A bat that bit a 9-year-old girl tested positive for rabies, according to the Los Angeles County Department of Health Services.
The bat bit the girl's finger while she was in an apartment complex pool Saturday, said Patrick Ryan, director of the county's Veterinary Public Health and Rabies Control.
Several children were in the pool when the sick bat flew into the water and bit the girl while she was trying to save it from drowning, Ryan said Friday. Ryan would not release the name of the girl, who will receive five anti-rabies injections.
Officials determined the bat had rabies, he said.
Ryan said people should avoid touching stray bats, which are usually sick if found in the daytime. Healthy bats sleep during the day and have a natural radar that allows them to fly in the darkness without bumping into things, he said.
"If a bat is flying in the house, the best thing is to catch the bat and have it tested," said Ryan. "But don't catch it with your hands."
Last weekend, a rabid bat was found on the Hueneme High School campus in Ventura County, and an investigation has been launched by the Ventura County Public Health Agency to determine if anyone had contact with it.
The bat was found lying on the ground by the campus football field.

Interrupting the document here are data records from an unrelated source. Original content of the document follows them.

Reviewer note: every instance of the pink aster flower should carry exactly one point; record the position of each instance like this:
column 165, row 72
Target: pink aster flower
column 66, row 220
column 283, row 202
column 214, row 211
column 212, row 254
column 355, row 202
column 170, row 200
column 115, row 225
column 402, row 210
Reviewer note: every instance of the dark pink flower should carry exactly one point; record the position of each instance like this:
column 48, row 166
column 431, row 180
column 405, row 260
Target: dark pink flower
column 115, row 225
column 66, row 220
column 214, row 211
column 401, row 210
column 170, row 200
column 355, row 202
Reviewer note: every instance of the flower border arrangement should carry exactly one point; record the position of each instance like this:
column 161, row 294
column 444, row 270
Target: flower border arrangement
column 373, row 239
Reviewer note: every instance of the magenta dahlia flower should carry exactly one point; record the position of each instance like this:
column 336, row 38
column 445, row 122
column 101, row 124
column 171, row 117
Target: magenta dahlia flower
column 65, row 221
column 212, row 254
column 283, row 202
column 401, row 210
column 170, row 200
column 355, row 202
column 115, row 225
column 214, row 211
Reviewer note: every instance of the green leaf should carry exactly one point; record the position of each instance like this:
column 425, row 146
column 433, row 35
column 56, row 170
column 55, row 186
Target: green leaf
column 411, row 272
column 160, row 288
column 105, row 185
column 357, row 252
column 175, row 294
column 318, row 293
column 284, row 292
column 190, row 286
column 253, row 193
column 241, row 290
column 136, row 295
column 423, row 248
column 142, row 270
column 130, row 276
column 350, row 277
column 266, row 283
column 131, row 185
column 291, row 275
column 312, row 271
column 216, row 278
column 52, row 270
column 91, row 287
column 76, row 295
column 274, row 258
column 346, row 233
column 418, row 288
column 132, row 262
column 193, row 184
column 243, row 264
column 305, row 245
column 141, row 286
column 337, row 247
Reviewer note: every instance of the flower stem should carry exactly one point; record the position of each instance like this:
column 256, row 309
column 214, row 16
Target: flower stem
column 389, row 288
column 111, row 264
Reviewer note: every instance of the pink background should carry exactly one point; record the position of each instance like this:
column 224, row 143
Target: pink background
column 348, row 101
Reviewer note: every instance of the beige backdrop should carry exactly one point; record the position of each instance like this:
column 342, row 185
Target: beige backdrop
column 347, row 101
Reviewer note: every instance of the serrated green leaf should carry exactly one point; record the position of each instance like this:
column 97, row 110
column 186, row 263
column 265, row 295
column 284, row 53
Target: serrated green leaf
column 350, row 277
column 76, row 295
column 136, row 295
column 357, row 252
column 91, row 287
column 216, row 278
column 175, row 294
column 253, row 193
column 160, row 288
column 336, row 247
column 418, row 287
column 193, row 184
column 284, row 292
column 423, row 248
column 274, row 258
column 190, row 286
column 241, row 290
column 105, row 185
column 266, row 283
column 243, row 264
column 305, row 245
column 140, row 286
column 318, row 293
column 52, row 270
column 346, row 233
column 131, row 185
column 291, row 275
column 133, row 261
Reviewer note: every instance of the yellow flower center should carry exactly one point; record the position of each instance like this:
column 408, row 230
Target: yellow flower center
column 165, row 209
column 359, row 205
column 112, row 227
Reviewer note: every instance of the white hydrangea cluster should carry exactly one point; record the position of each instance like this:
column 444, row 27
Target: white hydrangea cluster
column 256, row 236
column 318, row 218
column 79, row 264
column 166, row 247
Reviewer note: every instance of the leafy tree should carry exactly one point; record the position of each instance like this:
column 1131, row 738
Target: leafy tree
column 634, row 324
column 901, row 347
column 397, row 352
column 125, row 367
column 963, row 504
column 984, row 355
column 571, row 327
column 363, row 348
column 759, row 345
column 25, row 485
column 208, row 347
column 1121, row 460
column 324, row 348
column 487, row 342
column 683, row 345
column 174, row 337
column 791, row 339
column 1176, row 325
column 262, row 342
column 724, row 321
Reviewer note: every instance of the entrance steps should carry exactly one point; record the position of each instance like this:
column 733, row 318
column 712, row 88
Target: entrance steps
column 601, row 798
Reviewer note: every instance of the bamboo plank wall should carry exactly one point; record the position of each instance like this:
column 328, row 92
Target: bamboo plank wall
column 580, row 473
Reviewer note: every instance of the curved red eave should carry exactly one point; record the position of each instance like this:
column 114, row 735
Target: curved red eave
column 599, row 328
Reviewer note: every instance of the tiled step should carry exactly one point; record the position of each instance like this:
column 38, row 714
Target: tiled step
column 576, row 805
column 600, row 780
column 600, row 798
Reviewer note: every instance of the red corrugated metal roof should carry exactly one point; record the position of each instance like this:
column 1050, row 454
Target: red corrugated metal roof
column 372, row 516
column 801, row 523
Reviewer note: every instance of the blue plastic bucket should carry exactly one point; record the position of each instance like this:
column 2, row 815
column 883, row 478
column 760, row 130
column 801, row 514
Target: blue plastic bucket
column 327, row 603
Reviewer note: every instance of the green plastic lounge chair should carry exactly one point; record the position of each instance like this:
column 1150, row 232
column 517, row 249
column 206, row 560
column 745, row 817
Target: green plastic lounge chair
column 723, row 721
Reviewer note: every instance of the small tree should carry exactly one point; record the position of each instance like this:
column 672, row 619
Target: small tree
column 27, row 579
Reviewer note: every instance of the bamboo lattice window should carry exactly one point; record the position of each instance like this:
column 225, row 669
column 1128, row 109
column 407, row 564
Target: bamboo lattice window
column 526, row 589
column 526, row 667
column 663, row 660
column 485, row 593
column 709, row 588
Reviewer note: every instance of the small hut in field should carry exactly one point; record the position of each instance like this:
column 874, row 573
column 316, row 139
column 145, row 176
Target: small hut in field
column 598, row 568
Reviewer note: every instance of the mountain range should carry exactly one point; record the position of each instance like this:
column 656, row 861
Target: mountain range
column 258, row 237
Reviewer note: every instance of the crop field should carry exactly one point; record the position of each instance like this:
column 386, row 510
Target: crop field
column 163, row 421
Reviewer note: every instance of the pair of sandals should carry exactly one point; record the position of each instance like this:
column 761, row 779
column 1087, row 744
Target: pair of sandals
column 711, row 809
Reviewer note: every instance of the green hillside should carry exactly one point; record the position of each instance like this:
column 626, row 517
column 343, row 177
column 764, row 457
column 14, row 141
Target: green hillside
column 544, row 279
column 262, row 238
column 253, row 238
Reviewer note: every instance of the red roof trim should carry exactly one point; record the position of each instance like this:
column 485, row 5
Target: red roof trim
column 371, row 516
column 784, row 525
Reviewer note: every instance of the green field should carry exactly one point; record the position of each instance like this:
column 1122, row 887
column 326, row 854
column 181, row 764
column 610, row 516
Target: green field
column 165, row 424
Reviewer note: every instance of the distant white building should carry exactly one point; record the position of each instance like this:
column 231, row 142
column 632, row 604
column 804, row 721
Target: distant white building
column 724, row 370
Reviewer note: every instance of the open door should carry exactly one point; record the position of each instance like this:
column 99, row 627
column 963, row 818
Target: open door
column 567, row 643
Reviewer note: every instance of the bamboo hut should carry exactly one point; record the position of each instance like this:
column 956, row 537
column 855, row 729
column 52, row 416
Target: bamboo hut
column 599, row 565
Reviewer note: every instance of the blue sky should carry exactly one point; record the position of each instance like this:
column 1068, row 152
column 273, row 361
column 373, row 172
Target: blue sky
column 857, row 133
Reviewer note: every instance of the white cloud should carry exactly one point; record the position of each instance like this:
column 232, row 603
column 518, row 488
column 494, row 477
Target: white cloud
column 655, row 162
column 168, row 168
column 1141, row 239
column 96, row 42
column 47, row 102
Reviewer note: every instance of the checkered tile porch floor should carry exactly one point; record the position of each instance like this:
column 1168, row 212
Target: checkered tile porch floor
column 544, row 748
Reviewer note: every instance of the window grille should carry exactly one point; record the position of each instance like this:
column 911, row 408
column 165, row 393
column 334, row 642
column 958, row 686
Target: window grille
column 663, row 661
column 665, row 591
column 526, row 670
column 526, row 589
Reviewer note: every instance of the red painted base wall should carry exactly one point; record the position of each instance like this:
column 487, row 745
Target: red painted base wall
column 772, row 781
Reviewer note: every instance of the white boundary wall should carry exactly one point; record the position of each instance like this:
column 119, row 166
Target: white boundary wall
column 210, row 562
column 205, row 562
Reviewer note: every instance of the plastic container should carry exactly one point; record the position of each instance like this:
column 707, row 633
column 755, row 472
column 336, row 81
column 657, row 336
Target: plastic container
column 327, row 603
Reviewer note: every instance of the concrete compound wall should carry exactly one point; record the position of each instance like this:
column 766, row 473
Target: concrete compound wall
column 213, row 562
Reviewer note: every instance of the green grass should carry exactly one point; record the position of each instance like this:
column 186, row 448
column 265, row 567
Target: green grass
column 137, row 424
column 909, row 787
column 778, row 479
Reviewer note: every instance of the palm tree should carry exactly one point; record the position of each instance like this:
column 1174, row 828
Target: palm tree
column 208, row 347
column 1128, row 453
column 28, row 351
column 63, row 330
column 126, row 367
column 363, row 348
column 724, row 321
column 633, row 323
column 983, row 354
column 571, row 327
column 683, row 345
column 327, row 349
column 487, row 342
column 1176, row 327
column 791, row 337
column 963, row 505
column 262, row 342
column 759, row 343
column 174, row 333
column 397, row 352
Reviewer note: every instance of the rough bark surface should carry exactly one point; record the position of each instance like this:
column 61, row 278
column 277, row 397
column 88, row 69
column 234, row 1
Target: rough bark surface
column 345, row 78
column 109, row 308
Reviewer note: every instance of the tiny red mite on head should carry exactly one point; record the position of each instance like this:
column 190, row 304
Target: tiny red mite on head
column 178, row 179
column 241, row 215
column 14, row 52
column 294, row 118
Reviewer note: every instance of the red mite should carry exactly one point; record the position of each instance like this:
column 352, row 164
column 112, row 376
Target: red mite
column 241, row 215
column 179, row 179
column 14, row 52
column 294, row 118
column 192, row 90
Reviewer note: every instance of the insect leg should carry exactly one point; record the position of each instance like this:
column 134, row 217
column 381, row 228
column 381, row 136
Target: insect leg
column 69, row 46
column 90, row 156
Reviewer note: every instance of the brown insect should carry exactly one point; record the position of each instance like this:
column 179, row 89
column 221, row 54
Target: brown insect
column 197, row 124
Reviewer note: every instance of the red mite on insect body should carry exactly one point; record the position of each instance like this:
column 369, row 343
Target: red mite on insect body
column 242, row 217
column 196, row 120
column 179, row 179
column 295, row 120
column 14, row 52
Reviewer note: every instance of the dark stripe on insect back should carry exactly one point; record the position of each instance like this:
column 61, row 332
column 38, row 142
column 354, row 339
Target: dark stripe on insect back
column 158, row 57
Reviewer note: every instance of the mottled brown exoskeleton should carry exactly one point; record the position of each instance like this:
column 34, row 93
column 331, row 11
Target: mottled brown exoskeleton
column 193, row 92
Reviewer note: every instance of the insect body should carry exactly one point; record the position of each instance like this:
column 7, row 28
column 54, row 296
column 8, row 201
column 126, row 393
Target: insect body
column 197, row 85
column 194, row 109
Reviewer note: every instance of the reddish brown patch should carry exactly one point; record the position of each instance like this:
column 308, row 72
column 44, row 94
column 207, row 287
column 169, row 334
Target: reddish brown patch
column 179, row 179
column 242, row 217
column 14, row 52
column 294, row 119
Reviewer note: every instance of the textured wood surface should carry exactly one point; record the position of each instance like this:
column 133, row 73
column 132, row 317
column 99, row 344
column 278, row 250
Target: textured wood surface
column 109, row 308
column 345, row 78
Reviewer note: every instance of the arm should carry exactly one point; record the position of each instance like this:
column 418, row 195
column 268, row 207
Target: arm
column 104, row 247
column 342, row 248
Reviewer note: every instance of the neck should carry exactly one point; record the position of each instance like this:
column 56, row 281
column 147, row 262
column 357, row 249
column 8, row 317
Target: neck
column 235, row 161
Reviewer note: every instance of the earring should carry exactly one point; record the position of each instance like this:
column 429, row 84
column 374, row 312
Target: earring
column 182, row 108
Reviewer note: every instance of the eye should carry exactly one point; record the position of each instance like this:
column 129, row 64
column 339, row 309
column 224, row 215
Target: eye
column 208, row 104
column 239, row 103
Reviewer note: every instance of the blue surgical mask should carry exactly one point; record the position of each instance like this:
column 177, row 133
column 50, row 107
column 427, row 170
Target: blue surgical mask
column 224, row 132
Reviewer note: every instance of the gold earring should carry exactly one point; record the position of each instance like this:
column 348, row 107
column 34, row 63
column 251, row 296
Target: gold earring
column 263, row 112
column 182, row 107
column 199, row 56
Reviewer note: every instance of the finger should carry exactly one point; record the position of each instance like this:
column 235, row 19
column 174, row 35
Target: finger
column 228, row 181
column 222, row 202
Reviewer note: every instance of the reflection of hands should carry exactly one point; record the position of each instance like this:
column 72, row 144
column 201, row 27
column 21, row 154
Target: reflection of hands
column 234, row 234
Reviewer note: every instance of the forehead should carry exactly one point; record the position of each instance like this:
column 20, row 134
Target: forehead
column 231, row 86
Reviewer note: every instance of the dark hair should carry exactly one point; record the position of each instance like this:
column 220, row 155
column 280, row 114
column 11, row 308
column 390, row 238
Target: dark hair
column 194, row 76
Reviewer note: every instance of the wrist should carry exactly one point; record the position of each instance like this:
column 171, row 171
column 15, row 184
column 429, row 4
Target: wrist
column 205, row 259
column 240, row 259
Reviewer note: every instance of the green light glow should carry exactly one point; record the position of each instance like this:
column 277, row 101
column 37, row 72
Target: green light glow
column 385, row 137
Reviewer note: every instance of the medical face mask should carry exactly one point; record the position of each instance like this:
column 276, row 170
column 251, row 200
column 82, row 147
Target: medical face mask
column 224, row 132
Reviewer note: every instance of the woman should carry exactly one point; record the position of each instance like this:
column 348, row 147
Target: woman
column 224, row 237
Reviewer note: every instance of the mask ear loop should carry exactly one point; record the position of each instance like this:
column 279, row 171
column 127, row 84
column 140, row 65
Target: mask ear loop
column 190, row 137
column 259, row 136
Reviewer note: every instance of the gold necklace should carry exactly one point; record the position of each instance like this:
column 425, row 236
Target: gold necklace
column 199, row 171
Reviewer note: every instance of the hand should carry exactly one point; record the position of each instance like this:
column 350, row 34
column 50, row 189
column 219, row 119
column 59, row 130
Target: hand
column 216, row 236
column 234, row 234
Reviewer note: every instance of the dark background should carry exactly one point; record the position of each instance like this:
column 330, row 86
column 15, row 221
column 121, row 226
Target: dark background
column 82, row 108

It was taken by the animal regulation department, and officials said Friday that it was rabid.
Ten percent of the bats the county picks up are rabid, said Ryan. According to the county's department of health services, in 1998, 384 animals were diagnosed with rabies in California. Wildlife accounted for 99% of the rabid animals, most of which were bats and skunks.
Insect-eating bats have been the main cause of rabies in the U.S. since 1980. Between 1980 and 1996, 32 people in the U.S. died of rabies. Ryan said anyone who has had contact with a bat, even if he or she was not bitten by the animal, should get preventive treatment.